The researchers, who recently reunited with Māori friends at the World Indigenous Suicide Prevention Conference in Niagara Falls, and colleagues overseas have finalized details for a course focused on the health of New Zealand’s Indigenous peoples.
That’s what David Wilson, professor and chair of the School of Indigenous Health and UND’s associate director for health research, added. Now you can.
“Our department believes that these international collaboration opportunities are highly enriching educational experiences that can lead to the sharing of Indigenous knowledge and help improve the health outcomes of tribal communities in the United States and abroad. ,” Wilson said. “Similar to the social determinants of health paradigm, it is the combined influence of multiple factors that contribute to an individual’s health status. We need shared knowledge from our community.”
Coming soon: Overseas study courses in Ghana
Smith-Iliniemi’s course is not the only opportunity her department offers students to travel. Grace Karikari, assistant professor of indigenous health, is in the midst of developing Ghana-based courses to be offered in the future.

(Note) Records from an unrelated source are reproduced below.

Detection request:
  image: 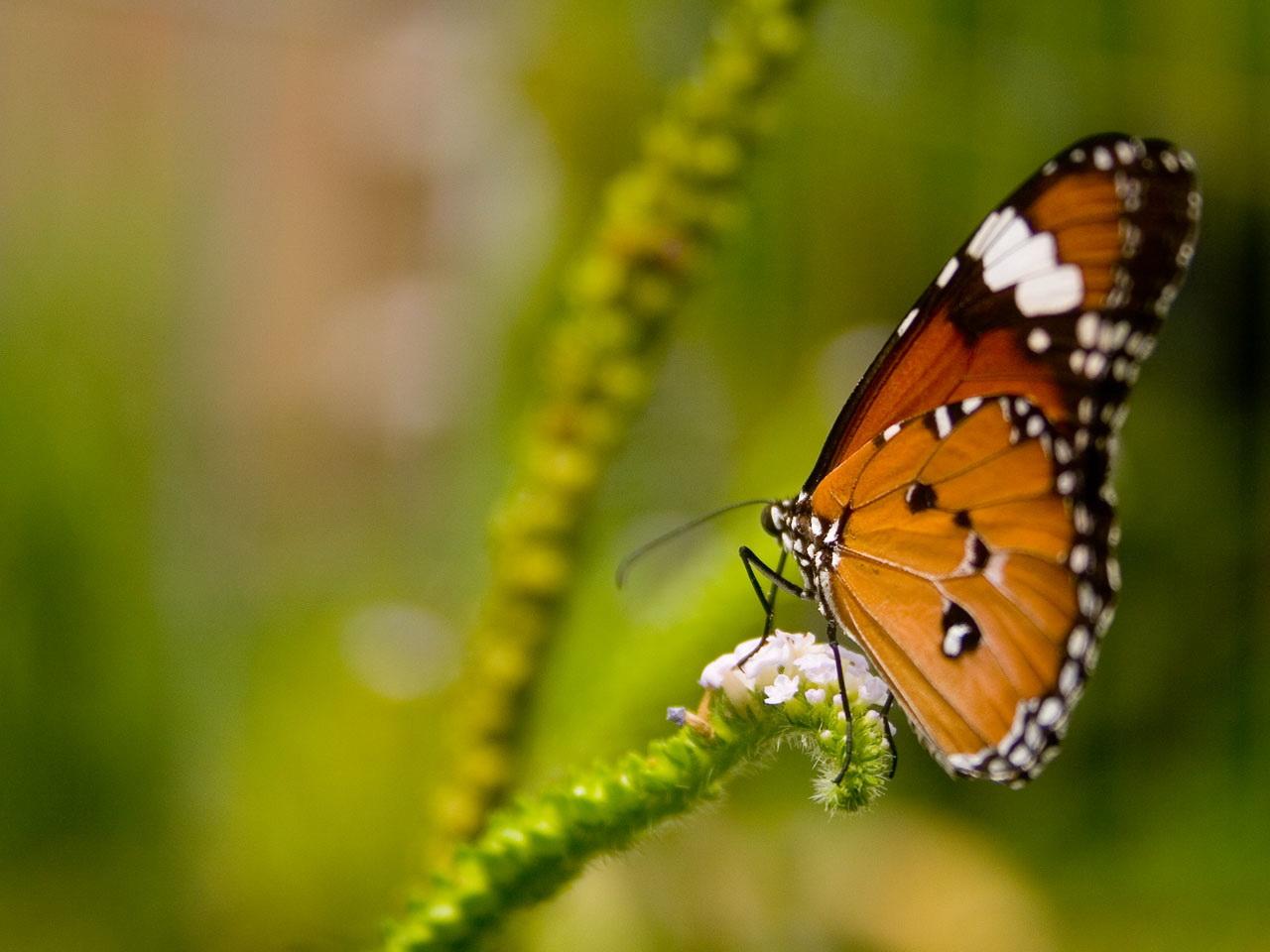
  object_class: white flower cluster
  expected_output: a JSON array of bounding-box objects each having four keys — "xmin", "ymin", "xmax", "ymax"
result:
[{"xmin": 701, "ymin": 631, "xmax": 886, "ymax": 708}]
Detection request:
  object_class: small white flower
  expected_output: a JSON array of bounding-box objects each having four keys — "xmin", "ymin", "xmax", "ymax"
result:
[
  {"xmin": 722, "ymin": 666, "xmax": 756, "ymax": 710},
  {"xmin": 794, "ymin": 652, "xmax": 838, "ymax": 684},
  {"xmin": 763, "ymin": 674, "xmax": 798, "ymax": 704},
  {"xmin": 776, "ymin": 630, "xmax": 817, "ymax": 657}
]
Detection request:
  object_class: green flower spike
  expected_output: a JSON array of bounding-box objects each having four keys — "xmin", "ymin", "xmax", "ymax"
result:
[
  {"xmin": 431, "ymin": 0, "xmax": 818, "ymax": 856},
  {"xmin": 384, "ymin": 632, "xmax": 892, "ymax": 952}
]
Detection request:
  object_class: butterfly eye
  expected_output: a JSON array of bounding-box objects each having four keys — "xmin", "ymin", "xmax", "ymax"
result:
[{"xmin": 758, "ymin": 505, "xmax": 785, "ymax": 538}]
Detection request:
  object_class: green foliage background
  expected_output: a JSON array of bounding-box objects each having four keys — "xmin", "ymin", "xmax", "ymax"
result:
[{"xmin": 0, "ymin": 0, "xmax": 1270, "ymax": 951}]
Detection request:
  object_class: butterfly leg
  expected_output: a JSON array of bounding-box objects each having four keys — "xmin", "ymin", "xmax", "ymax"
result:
[
  {"xmin": 881, "ymin": 692, "xmax": 899, "ymax": 779},
  {"xmin": 826, "ymin": 618, "xmax": 853, "ymax": 783},
  {"xmin": 736, "ymin": 545, "xmax": 812, "ymax": 667}
]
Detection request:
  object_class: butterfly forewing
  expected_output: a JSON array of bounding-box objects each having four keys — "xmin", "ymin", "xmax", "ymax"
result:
[
  {"xmin": 804, "ymin": 135, "xmax": 1201, "ymax": 491},
  {"xmin": 786, "ymin": 135, "xmax": 1201, "ymax": 783},
  {"xmin": 811, "ymin": 396, "xmax": 1102, "ymax": 779}
]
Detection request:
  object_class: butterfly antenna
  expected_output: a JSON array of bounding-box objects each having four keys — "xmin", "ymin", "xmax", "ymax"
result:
[{"xmin": 617, "ymin": 499, "xmax": 774, "ymax": 588}]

“Although the focus is on the health of indigenous peoples around the world, we are also thinking about the concept of ‘indigenous peoples’ outside of the United States,” added Karikari, who is originally from Ghana. “We start by having students do research abroad and think about indigenous Ghanaians and Native Americans, social determinants of health, and resilience models.”
Broadly speaking, Crunchy Hope asks students to think about how improving the health and well-being of people in the United States differs from improving health in Ghana, and how the history of each place influences well-being today. The goal is to help students understand how they are having an impact.
“Of course, this course deals with equity,” Karikari said, referring to the UND LEADS strategic plan, which focuses on leadership, equity, affinity, discovery, and service. The potential for collaborative scholarship across institutions and continents. ”
Karikari said she hopes to travel with up to 10 students at a time (possibly from programs across the university) and wants to give more study abroad opportunities to students of all backgrounds.
“That’s why we step into the realm of overseas research,” she said. “We’re looking beyond public health and Indigenous health. We hope the health sciences will also be interested in this.”
For more information, visit UND’s Indigenous Health Graduate Program webpage.
brian james sill
About the author:
Brian James Schill is the director of alumni and community relations at the UND School of Medicine and Health Sciences.